O agente público no cumprimento de sua função pública deve cumprir as leis e ser ético. Não adianta cumprir a lei e ser antiético. O Comportamento antiético é considerado uma conduta ilegal no setor público.

 

O agente público também deve observar os princípios constitucionais da administração pública no exercício de sua função pública. Estes princípios são conhecidos como LIMPE:

Legalidade: A administração pública deve seguir o que a lei manda.

Impessoalidade: A administração pública tem que tratar todos de forma igual, ou seja, não deve ter interesses pessoais.

Moralidade: Atuar com ética e honestidade.

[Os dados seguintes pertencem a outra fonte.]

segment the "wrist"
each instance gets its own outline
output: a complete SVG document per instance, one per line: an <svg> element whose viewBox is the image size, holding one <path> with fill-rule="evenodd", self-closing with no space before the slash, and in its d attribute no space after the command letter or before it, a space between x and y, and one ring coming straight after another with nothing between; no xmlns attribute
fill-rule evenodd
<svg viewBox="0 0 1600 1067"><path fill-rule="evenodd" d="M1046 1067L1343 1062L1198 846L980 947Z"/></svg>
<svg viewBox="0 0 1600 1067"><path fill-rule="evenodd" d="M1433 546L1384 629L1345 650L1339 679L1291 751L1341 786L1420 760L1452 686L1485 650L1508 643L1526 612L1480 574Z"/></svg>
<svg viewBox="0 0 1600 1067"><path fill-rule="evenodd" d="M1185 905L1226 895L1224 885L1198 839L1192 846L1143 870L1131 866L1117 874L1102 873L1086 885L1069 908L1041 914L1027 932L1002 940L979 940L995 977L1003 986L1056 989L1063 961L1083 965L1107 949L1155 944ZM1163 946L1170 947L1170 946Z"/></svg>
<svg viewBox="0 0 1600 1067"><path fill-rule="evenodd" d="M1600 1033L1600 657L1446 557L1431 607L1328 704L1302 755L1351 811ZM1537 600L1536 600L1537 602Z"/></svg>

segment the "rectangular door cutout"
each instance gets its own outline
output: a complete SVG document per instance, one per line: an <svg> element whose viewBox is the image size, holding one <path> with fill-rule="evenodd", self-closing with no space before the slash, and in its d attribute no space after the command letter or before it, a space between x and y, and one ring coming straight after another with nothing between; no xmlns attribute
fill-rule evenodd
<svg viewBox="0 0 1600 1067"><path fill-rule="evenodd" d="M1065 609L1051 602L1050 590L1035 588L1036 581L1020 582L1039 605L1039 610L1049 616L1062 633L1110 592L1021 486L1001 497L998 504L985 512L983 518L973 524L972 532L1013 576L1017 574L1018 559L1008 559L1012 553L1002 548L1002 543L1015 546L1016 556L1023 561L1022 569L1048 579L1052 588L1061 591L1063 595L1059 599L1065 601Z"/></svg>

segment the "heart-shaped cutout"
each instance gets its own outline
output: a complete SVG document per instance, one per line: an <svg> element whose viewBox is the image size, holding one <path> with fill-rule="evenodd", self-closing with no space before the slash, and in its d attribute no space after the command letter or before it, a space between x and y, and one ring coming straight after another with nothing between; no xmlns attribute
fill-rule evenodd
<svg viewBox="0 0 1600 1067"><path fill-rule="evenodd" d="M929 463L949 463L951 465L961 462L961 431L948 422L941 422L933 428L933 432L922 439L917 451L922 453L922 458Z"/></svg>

Publicidade:  Ser transparente. Toda informação deve ser divulgada, salvo os casos previstos em lei.

Eficiência: ser eficiente buscando soluções que atendam plenamente a necessidade da população.

 

Hoje a Administração pública procura oferecer ao cidadão instrumentos que o ajudem a fiscalizar os serviços prestados por ela, através das ouvidorias ou Tribunais de Contas.

Para estes instrumentos funcionarem é necessário que o cidadão tenha uma consciência política e conhecimento de seus direitos para fiscalizar com mais eficácia.

Hoje a Administração pública tem seu código de ética para que seus agentes possam se basear e seguir.

Além dos códigos de éticas temos também as leis de Improbidade Administrativa (Lei nº 8.429/92) e a Lei de Responsabilidade Fiscal (Lei Complementar nº 101/00) pelo Poder Judiciário, onde o agente público deve responder pelos seus atos e se desviar do interesse público poderá ser punido.